呪霊を引き摺り出すまでが手間で、会敵すれば一瞬ってパターンはよくある。傑が出てんだから今回もどうせそうなる。ミズキのいない数日間、俺は静かに過ごせる。それだけだ。
ところが1週間経っても傑は戻らなかった。
傑に聞けばやっぱり出現待ちで、捜索の時間帯を広げたり色々条件を変えて試してるらしい。

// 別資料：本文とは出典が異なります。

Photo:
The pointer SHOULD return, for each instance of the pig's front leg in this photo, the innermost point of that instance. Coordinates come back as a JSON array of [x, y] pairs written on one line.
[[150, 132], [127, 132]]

(日中はビジホから別任務に行ったり呪術史の課題プリントを消化してる。もう生活してる感じ)
(ウケる、高専の寮より便利だったりしてな)
(それちょっと思ってる。中々いいよ、深夜早朝の任務がないしミズキの課題を手伝うのは役得みたいなものだし)
(え何、オマエそういう感じ?女の趣味変わった?)
(別に変わってないよ。可愛いじゃないか)
その後少しメールの往復があって、それで終わり。
携帯を放り出してベッドから天井を見る。さっきのメールの内容が傑の声で再生されるような気がした。ーーー中々いいよ、役得みたいなものだし、可愛いじゃないか。
…無い。無いって。近所で拗れんのは勘弁ってお前も言ってたろ。と思った後で、自己矛盾に気付く。ミズキに対して惚れるなら傑にしろと思ってたのは俺で、傑がミズキに惚れようが遊ぼうが別に俺に害は無い。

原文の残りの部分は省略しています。